PUTİNİZM TEHLİKESİ

Kitaba baktığınızda Rusya Federasyonu'nun siyasi sistemi, anayasal olarak federal yarı başkanlık cumhuriyeti olarak adlandırılır.

Ancak uygulamada, sistem otoriter eğilimlere sahip, güçlü bir başkanlık sistemi olarak değerlendirilir.

Aslında Putin tarafından inşa edilen bu sistemi faşist bir diktatörlük olarak adlandırmak çok daha doğru ve gerçekçi bir tanımlama olacaktır.

Peki, seçimlerin yapılması Putinizm olarak adlandırılan bu diktatörlüğe bir saygınlık ve meşruiyet kazandırabiliyor mu?

Elbette hayır!

Bakın Rusya’da da bir anayasa var, biri Devlet Duması diğeri Federasyon Konseyi olarak adlandırılan iki meclis açık, düzenli olarak seçimler yapılıyor, hatta muhalif partiler ve mecliste temsilcileri bile var.

Birleşik Rusya Partisi, Vladimir Putin'in liderliğinde siyasi sahneye tam olarak hâkimdir. Diğer partiler; Komünist Parti, Liberal Demokrat Parti, Adil Rusya vb. genellikle daha az etkili ve kontrollü bir muhalefet olarak görülür.

Eh zaten Putin’e muhalefet oldukça tehlikeli bir iş!

Böyle bir muhalefete kalkıştığınız zaman en hafifi hapse atılmaktan başlayan, sonraki aşamalarda pencereden atılmak ile neticelenebilecek bir sonla karşılaşmanız yüksek olasılıktır.

Putin muhaliflerinin başına gelenler, Rusya'da siyasi muhalefetin ne kadar tehlikeli olduğunu gösteriyor. Şüpheli ölümler, zehirlenmeler ve hapis cezaları, muhalefeti bastırmak için kullanılan araçlar olarak görülüyor.

Rusya’da muhalifler sıkça yolsuzluk, aşırılık, vergi kaçakçılığı ve benzeri düzmece suçlamalarla yargılanır ve uzun hapis cezalarına çarptırılır.
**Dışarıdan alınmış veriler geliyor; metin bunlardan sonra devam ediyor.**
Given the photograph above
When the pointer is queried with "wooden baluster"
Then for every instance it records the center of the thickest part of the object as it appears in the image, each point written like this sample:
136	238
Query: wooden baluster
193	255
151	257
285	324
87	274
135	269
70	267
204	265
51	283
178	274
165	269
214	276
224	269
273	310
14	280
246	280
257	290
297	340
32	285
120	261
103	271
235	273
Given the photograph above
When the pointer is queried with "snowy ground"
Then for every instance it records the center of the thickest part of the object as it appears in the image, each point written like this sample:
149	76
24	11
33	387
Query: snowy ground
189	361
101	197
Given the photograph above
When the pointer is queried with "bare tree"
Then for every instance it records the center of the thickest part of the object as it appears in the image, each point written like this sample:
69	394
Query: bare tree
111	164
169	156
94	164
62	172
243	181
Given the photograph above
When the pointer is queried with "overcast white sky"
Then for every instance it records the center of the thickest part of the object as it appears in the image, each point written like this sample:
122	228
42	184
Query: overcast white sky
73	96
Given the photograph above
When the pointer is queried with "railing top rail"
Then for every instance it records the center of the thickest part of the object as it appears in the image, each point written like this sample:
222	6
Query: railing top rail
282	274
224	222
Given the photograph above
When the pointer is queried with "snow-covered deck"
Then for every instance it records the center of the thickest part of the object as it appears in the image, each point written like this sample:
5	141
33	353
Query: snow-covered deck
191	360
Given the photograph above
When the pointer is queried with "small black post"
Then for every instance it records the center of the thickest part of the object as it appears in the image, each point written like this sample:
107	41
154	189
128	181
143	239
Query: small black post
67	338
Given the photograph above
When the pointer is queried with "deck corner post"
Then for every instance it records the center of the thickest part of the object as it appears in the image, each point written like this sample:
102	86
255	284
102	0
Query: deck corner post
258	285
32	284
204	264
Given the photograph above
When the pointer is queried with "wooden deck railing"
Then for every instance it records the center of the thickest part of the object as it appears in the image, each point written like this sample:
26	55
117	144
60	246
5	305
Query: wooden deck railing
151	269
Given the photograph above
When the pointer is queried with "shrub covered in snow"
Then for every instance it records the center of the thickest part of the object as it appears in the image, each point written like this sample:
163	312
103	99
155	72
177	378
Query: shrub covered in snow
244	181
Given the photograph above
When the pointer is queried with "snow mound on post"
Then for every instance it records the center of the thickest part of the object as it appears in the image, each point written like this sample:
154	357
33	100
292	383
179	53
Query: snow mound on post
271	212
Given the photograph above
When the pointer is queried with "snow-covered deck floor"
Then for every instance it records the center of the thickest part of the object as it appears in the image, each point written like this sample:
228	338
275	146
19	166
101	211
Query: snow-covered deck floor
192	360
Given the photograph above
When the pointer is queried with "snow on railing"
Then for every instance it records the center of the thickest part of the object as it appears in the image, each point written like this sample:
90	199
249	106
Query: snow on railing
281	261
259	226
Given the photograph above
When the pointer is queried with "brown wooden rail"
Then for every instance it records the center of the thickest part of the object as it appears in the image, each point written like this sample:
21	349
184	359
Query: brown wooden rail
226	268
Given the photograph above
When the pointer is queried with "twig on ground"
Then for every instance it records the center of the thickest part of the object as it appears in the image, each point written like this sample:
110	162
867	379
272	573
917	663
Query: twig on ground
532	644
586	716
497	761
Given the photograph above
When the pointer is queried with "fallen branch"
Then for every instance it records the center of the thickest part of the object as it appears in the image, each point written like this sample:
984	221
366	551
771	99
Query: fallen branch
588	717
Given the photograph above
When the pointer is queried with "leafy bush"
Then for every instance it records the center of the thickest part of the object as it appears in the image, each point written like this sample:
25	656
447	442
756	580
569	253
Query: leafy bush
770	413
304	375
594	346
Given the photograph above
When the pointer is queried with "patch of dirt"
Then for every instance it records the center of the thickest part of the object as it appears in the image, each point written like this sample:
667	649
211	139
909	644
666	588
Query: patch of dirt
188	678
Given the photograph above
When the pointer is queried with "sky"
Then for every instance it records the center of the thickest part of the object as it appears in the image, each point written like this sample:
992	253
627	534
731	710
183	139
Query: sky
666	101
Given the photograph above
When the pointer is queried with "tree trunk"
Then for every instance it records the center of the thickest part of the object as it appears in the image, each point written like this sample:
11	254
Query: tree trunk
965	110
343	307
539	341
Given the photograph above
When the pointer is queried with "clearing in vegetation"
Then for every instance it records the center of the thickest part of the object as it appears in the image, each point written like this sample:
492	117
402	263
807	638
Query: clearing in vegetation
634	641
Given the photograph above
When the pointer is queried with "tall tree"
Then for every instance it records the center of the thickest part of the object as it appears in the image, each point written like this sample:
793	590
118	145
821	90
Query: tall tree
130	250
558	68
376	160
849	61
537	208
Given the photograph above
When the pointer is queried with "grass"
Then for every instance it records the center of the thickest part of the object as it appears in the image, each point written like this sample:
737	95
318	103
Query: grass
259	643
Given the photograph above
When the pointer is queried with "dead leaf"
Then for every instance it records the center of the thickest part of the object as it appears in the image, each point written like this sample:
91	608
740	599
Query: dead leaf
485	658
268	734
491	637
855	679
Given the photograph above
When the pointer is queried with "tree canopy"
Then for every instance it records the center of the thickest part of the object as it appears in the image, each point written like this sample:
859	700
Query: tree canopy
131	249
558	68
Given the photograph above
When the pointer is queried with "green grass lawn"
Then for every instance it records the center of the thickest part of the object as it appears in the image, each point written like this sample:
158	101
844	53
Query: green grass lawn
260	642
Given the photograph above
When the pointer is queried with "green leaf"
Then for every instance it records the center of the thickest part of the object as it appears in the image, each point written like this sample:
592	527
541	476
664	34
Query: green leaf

Örneğin Navalnıy, bu şekilde 19 yıl hapis cezası almıştı, Boris Berezovsky ise sürgüne zorlanmış ve 2013'te İngiltere'de şüpheli şekilde ölmüştü.

Yolsuzluk karşıtı kampanyalarıyla tanınan Aleksey Navalnıy Putin'in en önde gelen muhalifiydi 2020'de Noviçok sinir gazıyla zehirlendi fakat kurtuldu. Ancak 2021'de Rusya'ya dönüşünde tutuklandı ve 2024'te Kuzey Kutbu'ndaki bir hapishanede şüpheli şekilde öldü.

2020'de yapılan anayasa değişiklikleri, Putin'in 2036'ya kadar görevde kalmasının yolunu açtı ve ayrıca, devlet ideolojisine vurgu yapan ve Rus kültürünü öne çıkaran maddeler eklendi.

Sonuçta Putin’de Hitler, Mussolini, Stalin ve Çavuşesku gibi demokrasinin açıklarını istismar ederek iktidarı ele geçirmiş bir diktatördür.

Bugün Putin göstermelik muhalefet ve işlevsiz kalan parlamentoyu kullanarak iktidarını meşrulaştırmaya çalışsa da kimse ona inanmıyor.

Putin’in bir diğer meşruiyet arayışını ise eski Çarlık dönemi ve Ortodoks Kilisesini yüceltip, sahiplenerek ortaya koymaktadır.

Sonuçta kimse Putin’in yaptığı seçimlere de muhalefetin varlığına da anayasa ve meclisin bulunmasına da itibar etmiyor bunları ciddiye almıyor, saygı falanda göstermiyor!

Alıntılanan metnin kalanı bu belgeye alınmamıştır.